I Golden State Warriors stanno affrontando qualcosa di più di un semplice periodo difficile nel basket. Con lo svolgersi della seconda metà della stagione, l’incertezza circonda il futuro dell’allenatore Steve Kerr, il cui contratto scadrà alla fine dell’anno senza proroghe.

Quell’incertezza si è intensificata questa settimana con l’ACL di fine stagione subito da Jimmy Butler, un infortunio che destabilizza ulteriormente una squadra già alla ricerca di una direzione. Nonostante i Warriors siano oltre .500 sul 25-20, la percezione intorno all’organizzazione è che questa stagione potrebbe rappresentare un punto di svolta non solo per il roster, ma anche per la sideline.

In un articolo di mercoledì, Logan Murdock di The Ringer ha riferito che diversi assistenti allenatori si stanno preparando per la possibilità che Kerr non possa tornare la prossima stagione.

“Mentre Kerr è rimasto pubblicamente in silenzio sul suo futuro, diversi assistenti allenatori operano partendo dal presupposto che non tornerà la prossima stagione, secondo fonti della squadra, con alcuni sondaggi in campionato per assicurarsi il lavoro la prossima stagione”, ha scritto Murdoch.

Quella mentalità parla da sola. Il movimento degli assistenti allenatori spesso funge da primo barometro delle aspettative organizzative e Golden State ha già visto notevoli partenze. Due stagioni fa, Kenny Atkinson ha lasciato la squadra per diventare capo allenatore dei Cleveland Cavaliers, mentre l’assistente di lunga data Chris DiMarco ha lasciato la metà stagione per assumere la direzione dei New York Liberty.

Pubblicamente, Kerr e il front office hanno mantenuto l’allineamento. Il presidente delle operazioni di basket Mike Dunleavy ha ripetutamente affermato che Kerr può allenare “quanto vuole”, rendendo la situazione una decisione di anno in anno in base a come Kerr si sente mentalmente e fisicamente. Quella posizione rimane invariata all’inizio della stagione. Nel privato, però, l’atmosfera sembra cambiare.

Il recente allungamento di Golden State aggiunge peso alla domanda. I Warriors hanno iniziato la settimana con quattro vittorie consecutive e ne avevano vinte sette delle ultime dieci prima dell’infortunio di Butler. La notizia ha avuto immediatamente eco nella squadra, che ha subito una sconfitta sbilanciata contro i Toronto Raptors nella prima partita senza di lui.

Al di fuori di Butler, le prospettive a lungo termine sono nebulose.
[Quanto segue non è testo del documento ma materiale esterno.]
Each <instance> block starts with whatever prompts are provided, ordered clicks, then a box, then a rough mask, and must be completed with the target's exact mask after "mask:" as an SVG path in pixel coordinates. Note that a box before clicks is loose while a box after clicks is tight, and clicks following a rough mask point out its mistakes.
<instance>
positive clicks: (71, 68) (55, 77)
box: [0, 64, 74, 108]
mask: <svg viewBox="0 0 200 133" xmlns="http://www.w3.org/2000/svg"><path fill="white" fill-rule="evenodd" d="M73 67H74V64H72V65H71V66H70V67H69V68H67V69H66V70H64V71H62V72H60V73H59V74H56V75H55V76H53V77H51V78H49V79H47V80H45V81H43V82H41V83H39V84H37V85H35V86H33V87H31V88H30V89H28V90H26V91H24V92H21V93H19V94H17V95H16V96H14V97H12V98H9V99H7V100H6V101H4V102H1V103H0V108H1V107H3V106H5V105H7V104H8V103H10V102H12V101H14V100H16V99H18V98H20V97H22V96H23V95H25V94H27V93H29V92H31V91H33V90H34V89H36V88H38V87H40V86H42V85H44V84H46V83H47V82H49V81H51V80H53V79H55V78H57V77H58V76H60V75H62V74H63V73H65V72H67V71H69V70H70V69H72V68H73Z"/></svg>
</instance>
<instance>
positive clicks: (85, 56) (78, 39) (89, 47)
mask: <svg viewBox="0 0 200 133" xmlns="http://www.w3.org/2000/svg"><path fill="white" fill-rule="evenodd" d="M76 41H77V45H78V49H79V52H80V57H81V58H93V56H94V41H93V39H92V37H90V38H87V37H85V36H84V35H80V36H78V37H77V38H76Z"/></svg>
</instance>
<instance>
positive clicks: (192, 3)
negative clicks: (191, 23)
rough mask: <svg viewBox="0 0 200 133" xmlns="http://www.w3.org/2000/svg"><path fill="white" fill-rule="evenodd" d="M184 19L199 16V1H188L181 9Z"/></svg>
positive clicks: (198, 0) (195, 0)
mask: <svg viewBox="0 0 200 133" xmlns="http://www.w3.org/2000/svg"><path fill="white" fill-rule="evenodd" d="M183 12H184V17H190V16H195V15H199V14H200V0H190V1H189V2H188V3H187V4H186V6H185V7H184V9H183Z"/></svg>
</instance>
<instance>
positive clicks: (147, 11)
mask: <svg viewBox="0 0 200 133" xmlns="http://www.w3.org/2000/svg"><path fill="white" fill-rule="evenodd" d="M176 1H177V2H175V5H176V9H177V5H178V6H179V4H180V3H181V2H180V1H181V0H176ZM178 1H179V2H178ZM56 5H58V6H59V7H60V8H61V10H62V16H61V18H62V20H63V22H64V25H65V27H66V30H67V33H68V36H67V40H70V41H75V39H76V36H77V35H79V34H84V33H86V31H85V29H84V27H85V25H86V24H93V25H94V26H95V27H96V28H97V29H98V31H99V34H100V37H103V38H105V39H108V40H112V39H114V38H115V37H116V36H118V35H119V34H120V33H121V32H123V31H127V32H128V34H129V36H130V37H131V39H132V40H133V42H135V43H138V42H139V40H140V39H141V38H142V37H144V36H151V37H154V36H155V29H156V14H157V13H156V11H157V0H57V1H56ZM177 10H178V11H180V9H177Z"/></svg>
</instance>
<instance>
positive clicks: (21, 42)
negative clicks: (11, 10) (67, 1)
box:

Steph Curry e Draymond Green sono saldamente al crepuscolo delle loro carriere, mentre l’ex vincitore della lotteria Jonathan Kuminga rimane nelle voci commerciali invece di emergere come un pilastro del franchising.

Kerr e Curry hanno pubblicamente riconosciuto il loro desiderio di finire la loro carriera insieme, anche riconoscendo che le scadenze contrattuali non coincidono perfettamente. Questo finale ideale è sembrato a lungo logico a tutte le parti. Ora sembra molto meno certo.

Senza proroghe firmate, crescenti domande sul roster e la stagione che scivola via, l’approccio “anno per anno” descritto in precedenza da Kerr potrebbe avvicinarsi al “settimana per settimana”. Non è noto se ciò porti a un ripristino silenzioso o a una scissione amichevole.

Ciò che è chiaro è che l’incertezza ora incombe su ogni angolo del futuro dei Warriors, compreso l’allenatore che ha definito la loro dinastia.